II. Explanation of the Bill
(Sec. 1105 of the Bill and new Sec. 7217 of the Code)
Present Law
There is no explicit prohibition in the Code on high-level Executive Branch
influence over taxpayer audits and collection activity.
The Internal Revenue Code prohibits disclosure of tax returns and return
information, except to the extent specifically authorized by the Internal
Revenue Code (Sec. 6103). Unauthorized disclosure is a felony punishable
by a fine not exceeding $5,000 or imprisonment of not more than five
years, or both (Sec. 7213). An action for civil damages also may be brought
for unauthorized disclosure (Sec. 7431).
Reasons for Change
The Committee believes that the perception that it is possible that
high-level Executive Branch influence over taxpayer audits and collection
activity could occur has a negative influence on taxpayers' views of the
tax system. Accordingly, the Committee believes that it is appropriate to
prohibit such influence.
Explanation of Provision
The bill makes it unlawful for a specified person to request that any
officer or employee of the IRS conduct or terminate an audit or otherwise
investigate or terminate the investigation of any particular taxpayer with
respect to the tax liability of that taxpayer. The prohibition applies to the
President, the Vice President, and employees of the executive offices of
either the President or Vice President, as well as any individual (except
the Attorney General) serving in a position specified in section 5312 of
Title 5 of the United States Code (these are generally Cabinet-level
positions). The prohibition applies to both direct requests and requests
made through an intermediary. In the case of a law enforcement action
authorized by the Attorney General, discussions involving specified
persons with respect to that law enforcement action shall not be
considered to be requests made through an intermediary.

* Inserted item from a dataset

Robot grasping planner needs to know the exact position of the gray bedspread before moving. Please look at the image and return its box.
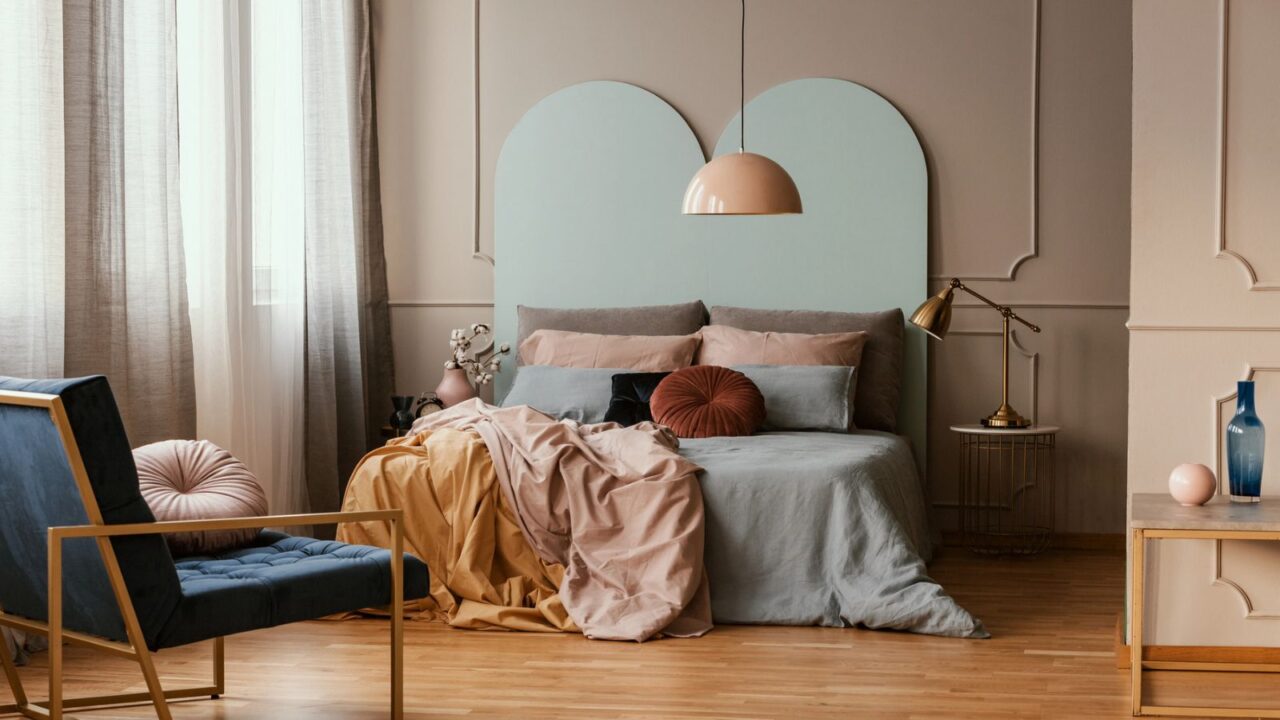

Any request made in violation of this rule must be reported by the IRS
employee to whom the request was made to the Chief Inspector of the IRS.
The Chief Inspector has the authority to investigate such violations and to
refer any violations to the Department of Justice for possible prosecution,
as appropriate. Anyone convicted of violating this provision will be
punished by imprisonment of not more than 5 years or a fine not exceeding
$5,000 (or both).
Three exceptions to the general prohibition apply. First, the prohibition
does not apply to a request made to a specified person by or on behalf of a
taxpayer that is forwarded by the specified person to the IRS. This
exception is intended to cover two types of situations. The first situation
is where a taxpayer (or a taxpayer's representative) writes to a specified
person seeking assistance in resolving a difficulty with the IRS. This
exception permits the specified person who receives such a request to
forward it to the IRS for resolution without violating the general
prohibition. The second situation that this first exception is intended to
cover is an audit or investigation by the IRS of a Presidential nominee.
Under present law (Sec. 6103(c)), nominees for Presidentially appointed
positions consent to disclosure of their tax returns and return information
so that background checks may be conducted. Sometimes an audit or other
investigation is initiated as part of that background check. The Committee
anticipates that any such audit or investigation that is part of such a
background check will be encompassed within this first exception.
The second exception to the general prohibition applies to requests for
disclosure of returns or return information under section 6103 if the
request is made in accordance with the requirements of section 6103.
The third exception to the general prohibition applies to requests made by
the Secretary of the Treasury as a consequence of the implementation of a
change in tax policy.
Effective Date
The provision applies to violations occurring after the date of enactment.